Whilst the Government’s response may have been lacklustre, I can’t help but feel it was the sensible route to take. The aim of the reforms is to get fair compensation for genuine claimants, but given the uncertainty and onerous investigations entailed in Employer and Public Liability cases, it was difficult see how fixed costs could have been implemented in a blanket way.
In my opinion, that aim is better served by a tightening of protocol across all claims and dispute handling in the County Courts and a phased implementation of changes to speed up the process.
These reforms are just one step forward in Jackson’s call for clarity and simplicity on legal costs and, whilst this received a blow earlier this month with the announcement that implementation of the Legal Aid, Sentencing and Punishment of Offenders Bill was to be delayed until to April 2013, the outcome of the Insurance Summit does offer some hope.
Promises made by David Cameron include tackling soaring legal costs by reducing the £1,200 fee that lawyers can earn from small value personal injury claims and a commitment to implementing the Jackson reforms that will see ‘no-win, no-fee’ reformed and referral fees banned.
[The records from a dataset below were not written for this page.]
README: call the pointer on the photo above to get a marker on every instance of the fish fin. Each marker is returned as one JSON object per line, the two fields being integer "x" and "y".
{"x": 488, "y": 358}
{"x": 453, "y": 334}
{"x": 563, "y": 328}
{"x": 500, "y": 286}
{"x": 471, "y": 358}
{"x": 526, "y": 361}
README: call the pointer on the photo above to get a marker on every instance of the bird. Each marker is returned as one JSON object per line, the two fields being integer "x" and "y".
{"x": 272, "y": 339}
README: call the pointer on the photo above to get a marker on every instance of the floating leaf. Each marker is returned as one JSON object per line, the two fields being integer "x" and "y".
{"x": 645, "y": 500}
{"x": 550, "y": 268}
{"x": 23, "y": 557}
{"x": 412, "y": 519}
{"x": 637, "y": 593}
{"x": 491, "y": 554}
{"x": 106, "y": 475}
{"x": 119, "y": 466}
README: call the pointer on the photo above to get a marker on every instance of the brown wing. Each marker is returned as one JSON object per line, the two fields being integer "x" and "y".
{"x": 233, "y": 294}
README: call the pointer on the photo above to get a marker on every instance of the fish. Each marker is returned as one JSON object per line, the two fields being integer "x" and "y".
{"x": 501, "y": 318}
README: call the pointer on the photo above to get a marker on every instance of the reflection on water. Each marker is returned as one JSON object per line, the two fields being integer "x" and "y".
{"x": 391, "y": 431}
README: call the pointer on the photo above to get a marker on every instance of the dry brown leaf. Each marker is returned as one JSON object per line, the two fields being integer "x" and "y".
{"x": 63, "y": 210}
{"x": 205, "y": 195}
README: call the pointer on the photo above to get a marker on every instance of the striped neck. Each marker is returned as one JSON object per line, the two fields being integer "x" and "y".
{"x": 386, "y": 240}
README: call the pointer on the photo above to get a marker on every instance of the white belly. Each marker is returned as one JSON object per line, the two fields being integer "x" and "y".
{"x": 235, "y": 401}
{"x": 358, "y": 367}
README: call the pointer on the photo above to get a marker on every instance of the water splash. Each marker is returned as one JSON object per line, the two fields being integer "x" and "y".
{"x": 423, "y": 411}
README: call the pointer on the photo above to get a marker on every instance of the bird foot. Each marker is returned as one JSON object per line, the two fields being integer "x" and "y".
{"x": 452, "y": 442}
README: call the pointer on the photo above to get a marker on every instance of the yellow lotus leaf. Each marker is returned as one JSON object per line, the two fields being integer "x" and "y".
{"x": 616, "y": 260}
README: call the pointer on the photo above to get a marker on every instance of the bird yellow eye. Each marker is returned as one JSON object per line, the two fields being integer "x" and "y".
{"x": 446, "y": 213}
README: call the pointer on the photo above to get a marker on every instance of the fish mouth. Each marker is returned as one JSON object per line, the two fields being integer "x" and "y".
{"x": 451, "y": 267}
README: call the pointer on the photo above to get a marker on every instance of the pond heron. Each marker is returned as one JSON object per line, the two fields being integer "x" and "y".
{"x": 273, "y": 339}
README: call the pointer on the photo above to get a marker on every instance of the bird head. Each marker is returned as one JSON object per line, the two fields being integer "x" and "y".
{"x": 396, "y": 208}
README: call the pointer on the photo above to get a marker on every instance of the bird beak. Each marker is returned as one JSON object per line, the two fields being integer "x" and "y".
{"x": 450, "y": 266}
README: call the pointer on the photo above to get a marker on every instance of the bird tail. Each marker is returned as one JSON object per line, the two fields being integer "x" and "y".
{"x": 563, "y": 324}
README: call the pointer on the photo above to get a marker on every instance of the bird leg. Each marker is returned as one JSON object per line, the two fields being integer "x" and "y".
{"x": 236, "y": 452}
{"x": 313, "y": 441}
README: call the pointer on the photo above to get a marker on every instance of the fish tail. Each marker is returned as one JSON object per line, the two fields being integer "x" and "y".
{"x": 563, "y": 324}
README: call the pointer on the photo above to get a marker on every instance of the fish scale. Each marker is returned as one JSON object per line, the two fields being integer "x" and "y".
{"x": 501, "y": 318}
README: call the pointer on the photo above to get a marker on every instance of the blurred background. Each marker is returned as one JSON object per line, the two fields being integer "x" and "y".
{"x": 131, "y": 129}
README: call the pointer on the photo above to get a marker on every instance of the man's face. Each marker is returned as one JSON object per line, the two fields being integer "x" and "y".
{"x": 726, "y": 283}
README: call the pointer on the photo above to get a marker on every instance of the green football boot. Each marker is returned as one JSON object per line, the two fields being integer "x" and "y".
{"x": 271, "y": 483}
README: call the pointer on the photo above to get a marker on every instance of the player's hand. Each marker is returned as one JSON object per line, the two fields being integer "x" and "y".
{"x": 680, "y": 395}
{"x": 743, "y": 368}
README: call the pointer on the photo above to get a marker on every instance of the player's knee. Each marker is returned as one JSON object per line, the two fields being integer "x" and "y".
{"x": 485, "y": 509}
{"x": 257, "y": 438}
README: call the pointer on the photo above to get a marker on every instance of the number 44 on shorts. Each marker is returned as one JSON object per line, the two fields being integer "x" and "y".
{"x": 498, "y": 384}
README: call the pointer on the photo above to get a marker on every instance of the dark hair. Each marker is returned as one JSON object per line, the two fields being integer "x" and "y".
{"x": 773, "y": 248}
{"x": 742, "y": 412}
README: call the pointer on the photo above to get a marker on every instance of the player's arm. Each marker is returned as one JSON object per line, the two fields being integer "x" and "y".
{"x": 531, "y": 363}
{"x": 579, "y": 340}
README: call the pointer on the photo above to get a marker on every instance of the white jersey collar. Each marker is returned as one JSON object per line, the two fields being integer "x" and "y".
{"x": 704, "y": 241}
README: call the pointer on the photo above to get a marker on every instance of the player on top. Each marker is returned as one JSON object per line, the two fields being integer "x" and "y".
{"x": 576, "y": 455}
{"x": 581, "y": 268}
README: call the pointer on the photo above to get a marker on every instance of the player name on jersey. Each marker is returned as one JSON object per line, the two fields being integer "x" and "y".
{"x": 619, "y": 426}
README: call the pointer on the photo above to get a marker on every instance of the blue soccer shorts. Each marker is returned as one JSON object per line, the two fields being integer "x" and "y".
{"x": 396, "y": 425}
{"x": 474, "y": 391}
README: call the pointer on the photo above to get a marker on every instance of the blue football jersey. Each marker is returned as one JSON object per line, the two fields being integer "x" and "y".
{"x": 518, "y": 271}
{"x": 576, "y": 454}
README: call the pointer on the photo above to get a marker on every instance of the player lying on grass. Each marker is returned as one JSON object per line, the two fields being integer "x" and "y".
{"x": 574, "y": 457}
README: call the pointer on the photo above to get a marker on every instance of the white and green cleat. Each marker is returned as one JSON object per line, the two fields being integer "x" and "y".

An overview of the Government’s response to the County Courts consultation includes plans to:
Simplify the majority of cases
Increase the limit of ‘small claims’ from £5000 to £10,000 with a view to increasing it again to £15,000 subject to evaluation. All small claims will be automatically referred to the small claims mediation service, although mediation will not be mandatory. Cases proceeding to court will not need comprehensive legal preparation.
Modernise and streamline the county court system
A single county court will be introduced. This clears the way for all claims to be handled electronically at modern centralised business centres and to then be allocated across neighbouring courts according to demand. Some administrative work will move from judges to administrators, leaving judges to concentrate on making good decisions rather than managing cases. Restrictions will be lifted on High Court judges sitting in county courts while waiting to take cases in the High Court.
Improve the enforcement of court decisions so that more creditors receive what they are owed
For example where a court-ordered payment instalment plan is already in place, creditors will also be able to apply for an order to secure an unsecured debt. This would stop certain instances where a debtor might benefit from the sale of a property without paying off the debt. However, for their protection, debtors will no longer be at risk of losing their home over consumer credit debts of less than £1000.
Free up the High Court to deal only with necessarily complex cases
The level below which non-personal injury claims cannot be heard in the High Court will be raised from £25,000 to £100,000. The outdated value of property above which equity cases need to be referred up to the High Court will be raised from £30,000 to £350,000, reflecting the rise in house prices since the level was last set in 1981.
Extend a web-based scheme which controls legal costs for the majority of personal injury cases
The costs are pre-set in a way which encourages early settlement. Following evaluation of its current use in road accident cases worth compensation of up to £10,000, the scheme will be extended to road accident cases worth up to £25,000 and also to employer and public liability personal injury cases.